Friday 23 February 2007

How a newspaper article can be more than just something to read…

It’s Friday night and I’ve just been talking to a man named Duncan. I like the guy, we shared a couple of pints in a Reading pub as outside a little dog ran about on the roof. Duncan is a family man and a businessman and he’s had his name in some of the papers recently. Which is how I came to be sharing a pint with him in the first place.

Step back eight days. I’m on the train, browsing through a copy of the Metro someone had kindly left behind on the Swansea to Paddington service. Turn the page, stop. ‘Water weird way to get to work,’ reads the headline. Beneath, a picture of a man on a quite bizarre contraption, which sits like a bicycle in the water. ‘It drew confused glances…’ the article read, ‘as volunteer Gareth Fowler tested it on the Thames yesterday …’

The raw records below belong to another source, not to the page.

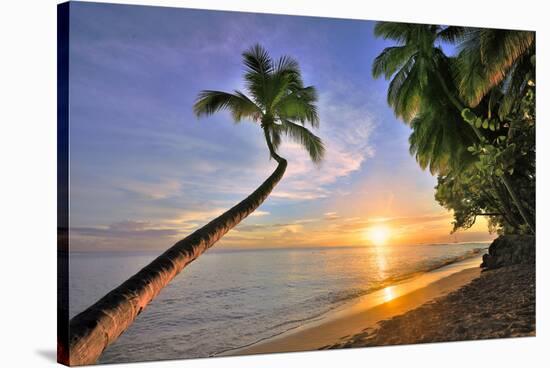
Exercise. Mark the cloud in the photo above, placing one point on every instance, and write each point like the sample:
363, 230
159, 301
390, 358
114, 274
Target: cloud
346, 129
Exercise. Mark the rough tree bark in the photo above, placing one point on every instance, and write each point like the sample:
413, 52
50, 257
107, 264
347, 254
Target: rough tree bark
91, 331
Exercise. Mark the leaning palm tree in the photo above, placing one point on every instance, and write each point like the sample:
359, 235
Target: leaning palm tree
282, 105
277, 100
419, 69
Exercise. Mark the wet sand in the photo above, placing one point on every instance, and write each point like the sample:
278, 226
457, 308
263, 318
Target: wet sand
500, 303
344, 326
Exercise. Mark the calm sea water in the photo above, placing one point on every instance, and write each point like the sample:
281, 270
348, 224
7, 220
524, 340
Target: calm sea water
229, 299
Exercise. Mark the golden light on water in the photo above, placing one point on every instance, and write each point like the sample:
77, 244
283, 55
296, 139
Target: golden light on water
378, 234
388, 294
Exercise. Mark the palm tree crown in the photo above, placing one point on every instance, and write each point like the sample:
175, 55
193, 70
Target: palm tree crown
277, 99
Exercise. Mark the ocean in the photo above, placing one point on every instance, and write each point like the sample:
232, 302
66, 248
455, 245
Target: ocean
232, 298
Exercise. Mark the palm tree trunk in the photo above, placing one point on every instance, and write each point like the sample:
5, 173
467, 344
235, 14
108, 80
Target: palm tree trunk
504, 179
91, 331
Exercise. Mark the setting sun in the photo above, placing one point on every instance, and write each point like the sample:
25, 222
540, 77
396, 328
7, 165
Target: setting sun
378, 234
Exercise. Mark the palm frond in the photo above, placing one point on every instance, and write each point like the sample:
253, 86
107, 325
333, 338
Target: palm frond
487, 56
301, 135
209, 102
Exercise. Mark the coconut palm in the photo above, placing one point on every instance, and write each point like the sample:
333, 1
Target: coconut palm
417, 67
282, 106
494, 59
277, 100
419, 70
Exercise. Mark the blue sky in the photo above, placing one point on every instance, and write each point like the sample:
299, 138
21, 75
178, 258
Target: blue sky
145, 172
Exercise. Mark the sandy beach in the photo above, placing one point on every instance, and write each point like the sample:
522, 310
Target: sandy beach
348, 325
500, 303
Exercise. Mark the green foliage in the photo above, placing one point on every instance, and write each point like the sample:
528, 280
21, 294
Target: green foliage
278, 101
472, 116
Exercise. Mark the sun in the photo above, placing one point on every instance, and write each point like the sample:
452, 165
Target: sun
378, 234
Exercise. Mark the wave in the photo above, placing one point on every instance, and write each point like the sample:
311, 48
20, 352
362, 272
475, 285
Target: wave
332, 300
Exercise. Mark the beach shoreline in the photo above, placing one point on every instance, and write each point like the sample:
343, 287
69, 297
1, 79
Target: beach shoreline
364, 314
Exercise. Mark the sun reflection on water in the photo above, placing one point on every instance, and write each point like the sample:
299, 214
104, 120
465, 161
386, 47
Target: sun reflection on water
389, 293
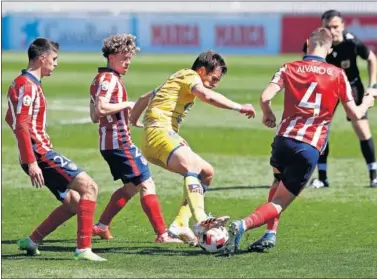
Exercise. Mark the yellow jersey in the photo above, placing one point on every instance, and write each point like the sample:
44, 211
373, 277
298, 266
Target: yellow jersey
170, 103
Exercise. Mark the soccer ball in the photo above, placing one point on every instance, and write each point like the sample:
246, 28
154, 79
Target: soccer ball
213, 240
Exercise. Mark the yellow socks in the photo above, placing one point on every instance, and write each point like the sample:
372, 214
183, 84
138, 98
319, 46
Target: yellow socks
195, 196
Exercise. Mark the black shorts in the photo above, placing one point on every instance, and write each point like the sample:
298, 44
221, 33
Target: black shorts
58, 172
127, 164
295, 160
358, 94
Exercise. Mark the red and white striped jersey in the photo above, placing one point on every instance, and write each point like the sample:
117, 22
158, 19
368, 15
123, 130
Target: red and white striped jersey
312, 90
26, 115
113, 130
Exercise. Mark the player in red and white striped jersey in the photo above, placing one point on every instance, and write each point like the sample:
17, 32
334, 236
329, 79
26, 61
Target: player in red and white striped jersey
110, 107
312, 90
26, 116
26, 120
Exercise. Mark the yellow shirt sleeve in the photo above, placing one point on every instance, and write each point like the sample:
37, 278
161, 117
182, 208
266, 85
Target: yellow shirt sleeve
191, 80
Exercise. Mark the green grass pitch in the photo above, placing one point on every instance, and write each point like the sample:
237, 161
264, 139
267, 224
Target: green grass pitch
325, 233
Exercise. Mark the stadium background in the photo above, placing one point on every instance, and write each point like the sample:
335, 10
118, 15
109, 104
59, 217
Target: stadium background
325, 233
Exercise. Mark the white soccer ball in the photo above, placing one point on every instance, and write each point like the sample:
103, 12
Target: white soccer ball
213, 240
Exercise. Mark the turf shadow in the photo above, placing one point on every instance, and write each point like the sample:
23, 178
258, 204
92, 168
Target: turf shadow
210, 189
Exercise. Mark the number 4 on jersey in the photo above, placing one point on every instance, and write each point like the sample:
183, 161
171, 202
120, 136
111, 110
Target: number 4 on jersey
316, 105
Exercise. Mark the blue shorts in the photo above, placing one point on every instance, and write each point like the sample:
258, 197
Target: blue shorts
295, 161
127, 164
58, 172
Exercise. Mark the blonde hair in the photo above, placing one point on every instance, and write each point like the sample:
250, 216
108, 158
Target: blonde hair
119, 43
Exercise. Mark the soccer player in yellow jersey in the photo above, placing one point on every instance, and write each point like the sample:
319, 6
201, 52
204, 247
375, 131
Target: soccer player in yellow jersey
166, 107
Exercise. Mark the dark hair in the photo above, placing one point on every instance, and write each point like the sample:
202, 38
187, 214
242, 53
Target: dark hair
210, 60
40, 46
320, 37
328, 15
118, 44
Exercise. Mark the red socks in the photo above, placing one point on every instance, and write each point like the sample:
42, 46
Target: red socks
117, 201
54, 220
85, 217
152, 209
261, 215
272, 224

‘Well,’ I thought to myself, ‘that looks quite interesting. I wonder if I could cross the Channel on one of those things?’ I read on, glancing now and then at the picture. The man who imports the AquaSkipper into the UK, Duncan McDonald, was interviewed in the article and said something like, ‘these things are crazy. Once the extreme sports guys get hold of them, there is real potential.’

I ripped out the article, tucked it into my wallet, and sat on it for a couple of days.

On Tuesday I looked up the AquaSkipper website and wrote an email to the contact address. It went something like this.

Dear Duncan, My name is Dave, I’ve just returned to the UK after skateboarding across Australia and have developed a taste for adventure. Would it be possible to have a test ride (or three) on the AquaSkipper with a view to potentially using it for an endurance event/ record attempt in the future?

And then I waited. The phone rang a few hours later. “Hi Dave, it’s Duncan from AquaSkipper.” We arranged to meet later on in the week, and that was that.

Friday came, I took the train to Reading. Duncan grinned as I skated towards his car. Elsa, my longboard, hasn’t quite been released to retirement since completing her final journey. In a couple of weeks she’ll have pride of place on my wall. She’s earned the rest.

It seemed fitting that I skated towards a new challenge. Duncan was straight up about the AquaSkipper, “It’s not easy at the beginning,” he told me, “I still haven’t got the hang of it.” We finished our drink and headed out to the ever-darkening car park. Ten minutes later an AquaSkipper sat on the grass like….like nothing I’d ever seen before. It glistened in the lights from the pub. An enormous bicycle-like contraption, footpads to stand on, handlebars, and hydrofoils at the front and back. It looked plain weird, but my heart was racing. We packed it up into the specialist bag and that was that. “Good luck,” Duncan said sincerely.
All I had to do now was learn how to ride the thing. A new challenge is on the horizon. I think I’m going to call it BounceFree.